Ricambiai l'inchino senza proferire parola.
Odiavo quel tipo di cene a cui ero costretto a partecipare.
Il mio obbligo di sembrare felice e sereno raddoppiava, in presenza di estranei.
Quando eravamo a casa, potevo tranquillamente permettermi di sfogarmi quanto volevo. A patto che lui potesse sfogarsi su di me, dopo.

"Che foulard incantevole, Taehyung. È Fendi?"
Apprezzavo il fatto che la signora cercasse sempre di farmi sentire meno un pesce fuor d'acqua: evidentemente il mio nervosismo in quelle occasioni era palpabile, e avrebbe fatto pena a chiunque.

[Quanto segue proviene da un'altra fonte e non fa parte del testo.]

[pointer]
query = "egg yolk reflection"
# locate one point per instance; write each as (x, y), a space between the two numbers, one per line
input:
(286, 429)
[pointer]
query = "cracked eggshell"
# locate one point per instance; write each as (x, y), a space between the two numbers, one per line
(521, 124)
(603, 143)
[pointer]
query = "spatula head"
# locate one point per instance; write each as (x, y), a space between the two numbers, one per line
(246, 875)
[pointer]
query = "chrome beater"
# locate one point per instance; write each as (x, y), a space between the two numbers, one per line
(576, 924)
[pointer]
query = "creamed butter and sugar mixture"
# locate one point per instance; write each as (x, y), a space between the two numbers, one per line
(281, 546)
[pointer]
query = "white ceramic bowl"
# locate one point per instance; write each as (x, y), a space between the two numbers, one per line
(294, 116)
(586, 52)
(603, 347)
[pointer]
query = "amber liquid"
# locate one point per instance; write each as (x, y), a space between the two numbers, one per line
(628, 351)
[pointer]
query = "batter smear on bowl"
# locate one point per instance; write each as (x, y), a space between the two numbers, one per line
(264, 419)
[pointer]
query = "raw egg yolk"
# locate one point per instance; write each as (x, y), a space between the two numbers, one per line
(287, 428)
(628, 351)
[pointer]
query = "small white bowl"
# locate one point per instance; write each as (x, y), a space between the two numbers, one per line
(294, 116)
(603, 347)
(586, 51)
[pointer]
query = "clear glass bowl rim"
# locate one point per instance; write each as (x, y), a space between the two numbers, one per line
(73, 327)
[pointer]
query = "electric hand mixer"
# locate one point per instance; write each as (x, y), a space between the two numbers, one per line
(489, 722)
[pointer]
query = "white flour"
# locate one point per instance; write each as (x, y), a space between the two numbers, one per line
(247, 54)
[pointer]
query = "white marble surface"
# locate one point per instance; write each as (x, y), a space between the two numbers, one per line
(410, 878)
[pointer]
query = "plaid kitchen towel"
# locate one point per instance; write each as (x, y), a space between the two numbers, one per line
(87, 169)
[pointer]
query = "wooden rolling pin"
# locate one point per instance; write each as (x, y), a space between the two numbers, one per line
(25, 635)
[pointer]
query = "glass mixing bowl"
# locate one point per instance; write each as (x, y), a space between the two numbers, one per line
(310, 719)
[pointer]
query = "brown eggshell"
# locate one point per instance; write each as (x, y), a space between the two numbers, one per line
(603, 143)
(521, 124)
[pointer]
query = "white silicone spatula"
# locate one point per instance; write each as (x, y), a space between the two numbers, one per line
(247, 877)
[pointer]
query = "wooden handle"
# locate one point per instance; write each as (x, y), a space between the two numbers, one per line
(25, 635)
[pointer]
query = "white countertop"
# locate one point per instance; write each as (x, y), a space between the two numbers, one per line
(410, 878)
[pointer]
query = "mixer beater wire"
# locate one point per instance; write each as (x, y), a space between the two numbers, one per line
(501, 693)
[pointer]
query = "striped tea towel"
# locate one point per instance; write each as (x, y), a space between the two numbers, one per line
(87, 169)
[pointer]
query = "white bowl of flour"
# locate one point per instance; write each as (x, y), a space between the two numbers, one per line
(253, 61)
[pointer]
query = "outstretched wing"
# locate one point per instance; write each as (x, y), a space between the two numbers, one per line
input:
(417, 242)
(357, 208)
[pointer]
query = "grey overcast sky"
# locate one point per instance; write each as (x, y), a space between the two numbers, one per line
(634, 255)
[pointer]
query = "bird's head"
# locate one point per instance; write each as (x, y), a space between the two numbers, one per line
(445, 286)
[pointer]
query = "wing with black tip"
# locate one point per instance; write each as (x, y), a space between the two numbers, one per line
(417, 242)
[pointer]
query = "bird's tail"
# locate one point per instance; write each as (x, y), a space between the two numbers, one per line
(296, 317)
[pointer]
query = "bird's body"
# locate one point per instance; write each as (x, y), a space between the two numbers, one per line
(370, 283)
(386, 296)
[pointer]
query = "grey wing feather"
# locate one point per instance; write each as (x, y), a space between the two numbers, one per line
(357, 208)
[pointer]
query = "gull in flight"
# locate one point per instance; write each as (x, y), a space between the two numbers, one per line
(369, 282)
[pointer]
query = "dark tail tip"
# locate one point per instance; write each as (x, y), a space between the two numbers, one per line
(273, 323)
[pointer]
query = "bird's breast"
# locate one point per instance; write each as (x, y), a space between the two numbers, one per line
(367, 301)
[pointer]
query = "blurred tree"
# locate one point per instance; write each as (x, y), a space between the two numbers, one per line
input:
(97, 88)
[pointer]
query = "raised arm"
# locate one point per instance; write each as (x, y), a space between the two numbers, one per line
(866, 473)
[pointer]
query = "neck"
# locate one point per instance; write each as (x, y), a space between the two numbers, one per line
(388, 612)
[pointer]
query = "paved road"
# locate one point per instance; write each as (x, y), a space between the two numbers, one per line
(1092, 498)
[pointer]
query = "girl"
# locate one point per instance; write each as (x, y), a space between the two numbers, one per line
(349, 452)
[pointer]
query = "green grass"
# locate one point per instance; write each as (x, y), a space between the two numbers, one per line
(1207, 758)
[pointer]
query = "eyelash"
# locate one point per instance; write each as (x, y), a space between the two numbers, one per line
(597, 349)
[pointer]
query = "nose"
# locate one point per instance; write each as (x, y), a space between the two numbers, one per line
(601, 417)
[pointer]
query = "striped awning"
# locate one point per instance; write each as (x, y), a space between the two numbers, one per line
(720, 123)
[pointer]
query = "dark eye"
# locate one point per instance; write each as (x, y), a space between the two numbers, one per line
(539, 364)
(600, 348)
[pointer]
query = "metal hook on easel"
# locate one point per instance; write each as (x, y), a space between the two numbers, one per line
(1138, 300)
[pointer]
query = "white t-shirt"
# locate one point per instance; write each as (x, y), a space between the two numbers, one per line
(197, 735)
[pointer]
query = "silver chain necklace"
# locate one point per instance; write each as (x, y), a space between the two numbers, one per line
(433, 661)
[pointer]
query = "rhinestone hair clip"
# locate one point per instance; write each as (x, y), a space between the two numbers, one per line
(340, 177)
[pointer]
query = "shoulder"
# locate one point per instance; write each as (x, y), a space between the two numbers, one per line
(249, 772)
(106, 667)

Annuii accennando un piccolissimo sorriso, dopo aver salutato il signor Lee, pronto ad accomodarmi in salotto, dove ero sicuro stessero per servire un costosissimo champagne francese, come sempre.

"Hai qualcosa da dire riguardo il comportamento di Kang?" cominciò il discorso il proprietario della grande dimora in cui mi trovavo, rivolto a Lui.

"Sappiamo entrambi la gran dose di vigliaccheria di quell'uomo. Sapevo fin dall'inizio che non sarebbe riuscito a concludere niente di buono con l'affare."

"Non posso neanche immaginare un lontano motivo per cui sarebbe dovuto esser stato scelto lui per l'incarico. Sono anni che io e te lo serviamo, e ci ripaga così." continuò digrignando i denti.

Non avevo mai ben capito di cosa si trattasse questo 'grande affare' di cui parlavano ogni singola volta e, in tutta onestà, non m'importava capirlo.

"Di questo passo penso proprio che dovrò prendermi una vacanza." dichiarò Lui appoggiando una mano sulla mia gambe, facendomi venire i brividi.

"E dove hai intenzione di andare? Sentiamo." cominciò l'amico "Le Maldive? Caraibi? O qualcosa di più rustico come il Canada?" finì prendendolo in giro.

"Nessuna di queste. Ormai sono troppo vecchio per andare così lontano. Credo che rimarrò qui in paese."

"Non c'è niente che tu già non conosca, qui." cantilenò il collega.

"Voglio andarmene in un posto tranquillo. Una campagna, ecco" chiarì guardandomi con sorriso malizioso. Girai lo sguardo, ancora non riuscendo a sopportare l'orrore di quel che mi provocava quell'uomo.

"Verrà con te anche Taehyungie?" continuò Lee guardando questa volta me, con sua moglie accanto che guardava a terra, senza proferire parola.

"Certo che verrà con me. Mi segue dappertutto, questa cagna."
Al chè i due uomini scoppiarono in una fragorosa risata, lasciando me e la signora Lee nel più totale imbarazzo. Specialmente me.
Incredibile il senso di ribrezzo che riuscivano a provocarmi quei due quando erano insieme, specialmente quando parlavano di me e della donna come se fossimo al loro servizio.

"Seriamente, cosa ne pensi?" mi domandò guardandomi in maniera quasi seria, ma vedevo ancora un velo di risata nei suoi occhi.

"Non ha importanza ciò che dico io." recitai meccanicamente come una battuta imparata a memoria.

"Ecco la mia puttanella." fece ancora Lui passandomi una mano sulle clavicole nude per via della profonda scollatura della maglia che indossavo. Rabbrividii. Ma non osai muovere un muscolo.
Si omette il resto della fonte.